Twillingate makes things safer for hearing-impaired children


TWILLINGATE, NL – Laine Broderick is as adventurous as any other three-year-old.

He’s got his legs back and likes to show off his ability to run whenever he can.

“(Laine) is a cute and charming child,” said her mother, Julie-Anne Broderick of Twillingate.

Laine is a child with profound hearing loss and his hearing is less than that of his peers. When he makes the most of his days outdoors, Laine doesn’t always hear the cars and all-terrain vehicle users who frequent the areas around his house. The batteries in his cochlear implants may need to be changed or there may be other noises around him that prevent him from hearing incoming vehicles.

To make things safer for their son, the Brodericks have asked the town of Twillingate to put up signs advising people that there is a child with profound hearing loss in the area.

Laine Broderick, who suffers from profound hearing loss, is pictured here in front of a sign in his neighborhood in Twillingate indicating the presence of a child with profound hearing loss. Photo courtesy of Julie-Anne Broderick. – Contributed

A few weeks ago, three signs alerting motorists were installed in the neighborhood.

“It’s a feeling of relief for us,” said Broderick. “We are a very active family and our children play outside a lot and we live in a very busy tourist area.
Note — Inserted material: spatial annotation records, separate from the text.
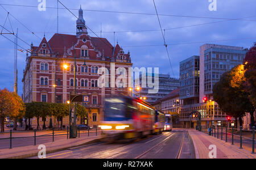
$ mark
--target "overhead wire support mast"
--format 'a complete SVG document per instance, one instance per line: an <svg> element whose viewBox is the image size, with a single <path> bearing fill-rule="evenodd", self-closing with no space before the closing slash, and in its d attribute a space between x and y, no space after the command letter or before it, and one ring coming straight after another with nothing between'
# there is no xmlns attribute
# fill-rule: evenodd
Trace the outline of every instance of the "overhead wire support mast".
<svg viewBox="0 0 256 170"><path fill-rule="evenodd" d="M170 65L171 66L171 69L172 69L172 74L173 74L174 77L174 70L172 69L172 63L171 62L171 58L170 57L169 52L168 51L168 49L167 49L167 44L166 44L166 39L164 37L164 35L163 32L163 29L162 29L161 23L160 22L159 16L158 16L158 10L156 10L156 7L155 6L155 1L154 0L153 0L153 2L154 2L154 5L155 6L155 12L156 12L156 16L158 16L158 22L159 23L160 28L161 29L161 33L162 33L162 35L163 36L163 39L164 43L164 45L165 46L166 49L166 52L167 52L168 58L169 58Z"/></svg>
<svg viewBox="0 0 256 170"><path fill-rule="evenodd" d="M14 17L14 16L13 16L13 15L11 15L11 13L10 13L7 10L6 10L6 8L5 8L3 7L3 6L0 4L0 6L5 10L5 11L6 11L6 12L7 12L9 14L10 14L10 15L11 15L13 18L14 18L16 21L18 21L20 24L22 24L24 27L25 27L27 30L28 30L30 32L32 33L32 34L34 35L36 37L37 37L38 39L39 39L40 40L42 40L42 39L40 39L39 36L38 36L34 32L32 32L32 31L31 31L27 26L26 26L23 23L22 23L21 22L20 22L18 19L16 19L15 17Z"/></svg>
“For us it was really important to have them. “

The Brodericks first wrote to city council last summer asking for signs to be placed near their property in the Back Harbor area of ​​Twillingate.

In a relatively short time, the decision was made to install the three panels as requested by the family.

These signs are not only intended for vehicle traffic, but also for off-road vehicle traffic.

“We wanted drivers to be safer in the area,” said Twillingate Mayor Grant White. “I hope this will reassure the family.”

For the Brodericks, the signs are another example of the strong support they have received from their community.

They were supportive of Laine when he was diagnosed with profound hearing loss and when it came time to choose his cochlear implants.

“The community has really come over to him,” said Broderick. “We felt a sense of pride.

“I am proud of my community standing behind me.

Nicholas Mercer is a Local Journalism Initiative reporter covering central Newfoundland for Saltwire Network.